The doctor came in the next day or the day after or whenever it was. I asked him what happened? He said " Acute appendicitis"
He had to cut my whole belly open, not just one of those little incisions, They had a tube stuck in me pumping green stuff out of me for almost 2 weeks.
So when it was time to get out of the hospital, she came and got me and drop me off back at the house. It was even hotter and more miserable in that house by then. No air-conditioner and all... So the windows are open and I have a fan blowing on me I'm just laying on the bed I guess I was watching TV I don't remember that part, The same day I got out I started hearing the ice cream truck coming down the road.
Man I could sure use some Popsicles right now... So I went to the backyard and got that bicycle again and Chase that truck down, got my popsicles and went home. I felt like dying once I finally got inside. Wouldn't you know it? She shows up about that time. She walked in the room looked at me and said "You're white as a ghost, what did you do? I told her and she was furious! she scolded me and then left. I deserve that...
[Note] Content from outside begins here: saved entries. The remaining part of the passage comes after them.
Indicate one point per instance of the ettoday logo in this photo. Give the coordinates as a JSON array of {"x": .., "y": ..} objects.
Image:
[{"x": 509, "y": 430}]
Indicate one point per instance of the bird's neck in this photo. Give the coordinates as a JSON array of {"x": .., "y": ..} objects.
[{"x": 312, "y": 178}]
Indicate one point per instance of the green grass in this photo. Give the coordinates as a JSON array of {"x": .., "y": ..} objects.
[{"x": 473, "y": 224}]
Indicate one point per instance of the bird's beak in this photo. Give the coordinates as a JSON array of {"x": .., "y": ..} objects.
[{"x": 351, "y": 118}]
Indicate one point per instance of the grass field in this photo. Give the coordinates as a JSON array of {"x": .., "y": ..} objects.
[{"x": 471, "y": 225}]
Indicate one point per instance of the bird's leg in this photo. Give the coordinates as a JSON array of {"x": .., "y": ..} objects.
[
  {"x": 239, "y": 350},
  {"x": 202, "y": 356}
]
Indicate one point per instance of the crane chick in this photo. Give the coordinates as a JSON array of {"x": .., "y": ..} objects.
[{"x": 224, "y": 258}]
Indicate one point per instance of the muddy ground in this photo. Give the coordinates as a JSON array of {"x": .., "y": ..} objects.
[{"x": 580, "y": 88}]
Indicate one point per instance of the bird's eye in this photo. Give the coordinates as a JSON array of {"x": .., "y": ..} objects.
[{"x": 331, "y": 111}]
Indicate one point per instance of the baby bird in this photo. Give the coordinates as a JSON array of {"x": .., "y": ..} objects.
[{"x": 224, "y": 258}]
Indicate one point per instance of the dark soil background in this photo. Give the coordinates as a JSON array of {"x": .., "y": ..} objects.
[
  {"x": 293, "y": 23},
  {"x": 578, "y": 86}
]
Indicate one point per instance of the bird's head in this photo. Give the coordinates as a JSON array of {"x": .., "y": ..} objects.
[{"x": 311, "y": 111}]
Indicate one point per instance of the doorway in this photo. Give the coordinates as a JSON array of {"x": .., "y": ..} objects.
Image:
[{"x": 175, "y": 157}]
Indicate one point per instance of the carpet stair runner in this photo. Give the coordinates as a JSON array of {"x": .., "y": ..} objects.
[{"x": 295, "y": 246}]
She came back a few days later and had a proposition for me. She said she had arranged that I move in a halfway house for a couple of months, let me decide what I want to do and if I wanted to make another try have it then I can move back in the show called the divorce off. I really have no other options anyway so I said yes let's do that.
I wasn't really hooked on any kind of ds or drinking or anything so I don't know what she told them. But it any rate the time that I spent there I decided to read the Bible that she'd been talking about since we got together. So I started in Genesis and read all the way through Revelation, I don't know if I ever even told her I did that, but for sure, God!...
I moved back home after 45 days At tat place on First and Hubbard and she was already moved back in. And we stayed together and did that for a couple of months.
We went to those three different churches all at the same time, she was searching for God, but I still hated going to church and that stuff.Then things were happening in her body, and she knew it, though I really never had a clue. Now after almost 30 years, I realize she was trying to tell me but I just didnt comprehend the seriousness of it.
It was determined that she was out of remission again. Another round of chemotherapy and a few radiation treatments.
But things did not improve.... I took her to see fireworks on the forth of July... But rain so they canceled them. But earlier that day we had our picture taken with the some of the fore fathers, and she was beaming.
When she died there I was left completely alone_
That was the end of another chapter of my life, but the beginning of the next.
What, other than God, could've put up a barricade so definite as THAT?
He directed me to Christine way back in 1979. It was her that laid little crumbs out for me to pick up on all along the way. She moved here to Jacksonville to take care of her dying mother in 1983, I soon followed after. We were married July 28 1984... I buried her July 28 1987. From there I followed the crumbs he allowed me to find right to the front door of The Jacksonville Assembly of the Body of Jesus Christ...
The place that introduced me, to the entrance to know His Way... Where I can have purpose, meaning, life, joy and peace even more abundantly...I do know now, it IS attainable!